MADISON, Wis. — The Latest on policy body camera bill (all times local):

3:30 p.m.

The Wisconsin Assembly has passed a bill that would restrict public access to police body camera footage.

The Assembly passed the bill Thursday on a voice vote. It now heads to the Senate, which could take it up in January.

Democratic opponents say the bill goes too far in restricting who has access to the video and audio captured on police body cameras. Supporters include police departments who say they need guidelines to protect the privacy of people captured on the videos.

The bill puts in place new requirements before footage can be released that’s taken in places where people expect to have privacy, such as their home.

Critics say the limits could even result in footage police may want to be made public from getting released.


1:35 p.m.

The sponsor of a bill limiting public access to policy body camera footage says he’s open to making changes to the proposal.

Republican Rep. Jesse Kremer said Thursday he has worked with Democrats already on changes to the measure and discussions with critics will continue.

The Assembly planned to vote on the bill Thursday, which would send it to the Senate. The soonest it could vote on it is January, and if it makes any changes the Assembly would have to vote on it again.

Critics including the Wisconsin Freedom of Information Council say the bill goes too far in restricting when the public can see footage taken in private places, like a person’s home.

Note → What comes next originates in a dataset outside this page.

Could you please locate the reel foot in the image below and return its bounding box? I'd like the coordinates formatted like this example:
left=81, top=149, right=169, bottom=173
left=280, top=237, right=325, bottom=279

Kremer says his primary concern is protecting privacy rights while also giving police agencies a model policy.


12:45 p.m.

Democrats in the Wisconsin Assembly are saying a Republican proposal limiting public access to police body camera footage is a “missed opportunity.”

The bill is up for a vote Thursday in the Assembly.

Under the proposal, all footage from a police body camera would be exempt from Wisconsin’s open records law except for video involving injuries, deaths, arrests and searches.

But if footage was taken in a place where someone has a reasonable expectation of privacy, police would have to obtain permission from any victims, witnesses and property owners before it could be released to the public.

Democratic state Rep. Chris Taylor says the bill could be “really great” if impediments to public access could be improved.


12:30 a.m.

The Wisconsin Legislature is set to vote on a Republican-backed proposal limiting the public’s access to footage from police body cameras.

The bill up Thursday has the support of law enforcement agencies across the state. Supporters say the goal is to institute privacy protections for members of the public unwittingly captured on police cameras.

Under the proposal, all footage from a police body camera would be exempt from Wisconsin’s open records law except for video involving injuries, deaths, arrests and searches.

But if footage was taken in a place where someone has a reasonable expectation of privacy, police would have to obtain permission from any victims, witnesses and property owners before it could be released to the public.

Opponents say that will result in most video being held back.